Field of the Invention
The present invention relates to an information processing apparatus used in ophthalmological diagnosis and treatment, an operation method thereof, and a computer program.
Description of the Related Art
Examination of the eye is widely performed for early diagnosis and treatment of lifestyle diseases and diseases which are primary causes of loss of eyesight. The scanning laser ophthalmoscope (SLO), which is an ophthalmological apparatus that employs the principle of confocal laser scanning microscopy, performs high speed raster scanning of a subject's eye with a laser beam, which is measurement light, and acquires a high-resolution planar image of the fundus from the intensity of returning light. In confocal laser scanning microscopy, detecting only light that has passed through an aperture (pinhole) enables an image to be formed just using returning light of a particular depth position (focal point), and therefore images with higher contrast than those obtained by fundus cameras and the like can be acquired. An apparatus that obtains such high-contrast planar images will hereinafter be referred to as an SLO apparatus, and a planar image obtained thusly is referred to as an SLO image.

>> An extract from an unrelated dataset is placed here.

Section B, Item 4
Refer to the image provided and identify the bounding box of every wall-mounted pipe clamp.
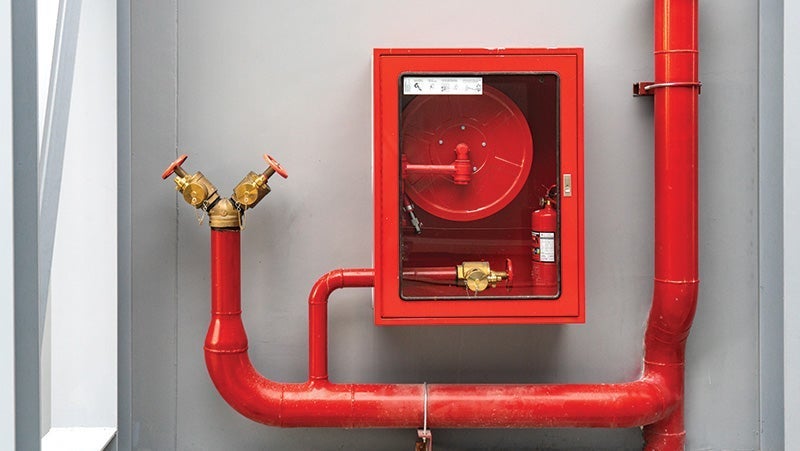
[161,154,289,229]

In recent years, increased beam diameter of measurement light in SLO apparatuses has enabled acquisition of SLO images of the retina, with improved horizontal resolution. However, the increased beam diameter of the measurement light has led to a problem of deterioration the S/N ratio and the resolution of the SLO image during acquisition of SLO images of the retina, due to aberration of the eye being examined. An adaptive optic SLO apparatus has been developed to solve this problem. The adaptive optic SLO apparatus has an adaptive optic system that measures aberration of the eye being examined in real time using a wavefront sensor, and corrects aberration occurring in the eye being examined with regard to the measurement light and the returning light thereof using a wavefront correction device. This enables the acquisition of SLO images with high resolution in the horizontal or main-scanning direction so that a high-magnification image can be acquired.

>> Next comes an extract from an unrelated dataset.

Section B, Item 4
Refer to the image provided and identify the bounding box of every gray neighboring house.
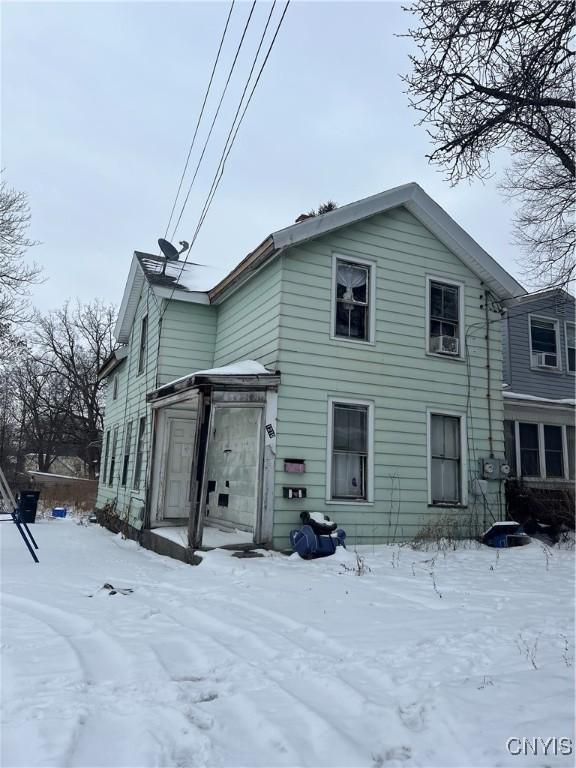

Such a high resolution SLO image can be acquired as a moving image. In order to noninvasively observe hemodynamics (dynamics of blood flow), for example, retinal blood vessels are extracted from each frame, and the moving speed of blood cells through capillaries and so forth is measured. Also, in order to evaluate the relation with visual function using an SLO image, photoreceptors P are detected, and the density distribution and array of the photoreceptors P are calculated. FIG. 6B illustrates an example of a high horizontal resolution SLO image. The photoreceptors P, a low-luminance region Q corresponding to the position of capillaries, and a high-luminance region W corresponding to the position of a white blood cell, can be observed. In a case of observing photoreceptors P in the SLO image, the focus position is set nearby the outer layer of the retina (B5 in FIG. 6A) to take a SLO image such as in FIG. 6B. On the other hand, there are retinal blood vessels and capillaries that have branched running through the inner layers of the retina (B2 through B4 in FIG. 6A). Acquiring an adaptive optics SLO image with the focus position set in the inner layers of the retina enables the retinal blood vessel walls to be directly observed.

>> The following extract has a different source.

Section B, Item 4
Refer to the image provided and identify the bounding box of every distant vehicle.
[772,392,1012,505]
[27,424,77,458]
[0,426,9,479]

However, confocal images taken of the inner layers of the retina have intense noise signals due to the influence of light reflecting from the nerve fiber layer, and there have been cases where observing blood vessel walls and detection of wall boundaries has been difficult. Accordingly, as of recent, techniques have come into use using observation of non-confocal images obtained by acquiring scattered light, by changing the diameter, shape, and position of a pinhole on the near side of the light receiving portion. This is described in Sulai, Dubra et al.; “Visualization of retinal vascular structure and perfusion with a nonconfocal adaptive optics scanning light ophthalmoscope”, J. Opt. Soc. Am. A, Vol. 31, No. 3, pp. 569-579, 2014 (hereinafter “Sulai and Dubra”). Non-confocal images have a great depth of focus, so objects that have unevenness in the depth direction, such as blood vessels can be easily observed, and also noise is reduced since reflected light from the nerve fiber layer is not readily directly received. While observation of photoreceptors at the outer layers of the retina has primarily involved imaging confocal images of the outer segment of photoreceptors, it has been found that the unevenness of the inner segment of photoreceptors can be imaged in non-confocal images. This is described in Scoles, Dubra et al.; “In vivo Imaging of Human Cone Photoreceptor Inner Segment”, IOVS, Vol. 55, No. 7, pp. 4244-4251, 2014 (hereinafter “Scoles and Dubra”. In early stages of a photoreceptor disorder, a region where an initial disorder has damaged the outer segment but the inner segment has survived is imaged as a black defect area in confocal images (Dc5 in FIG. 6K), but can be observed as a region where high-luminance granular objects exist in non-confocal images (Dn5 in FIG. 6L). Sulai and Dubra disclose technology for acquiring non-confocal images of retinal blood vessels using an adaptive optics SLO apparatus, while Scoles and Dubra disclose technology for acquiring both confocal images and non-confocal images at the same time using an adaptive optics SLO apparatus.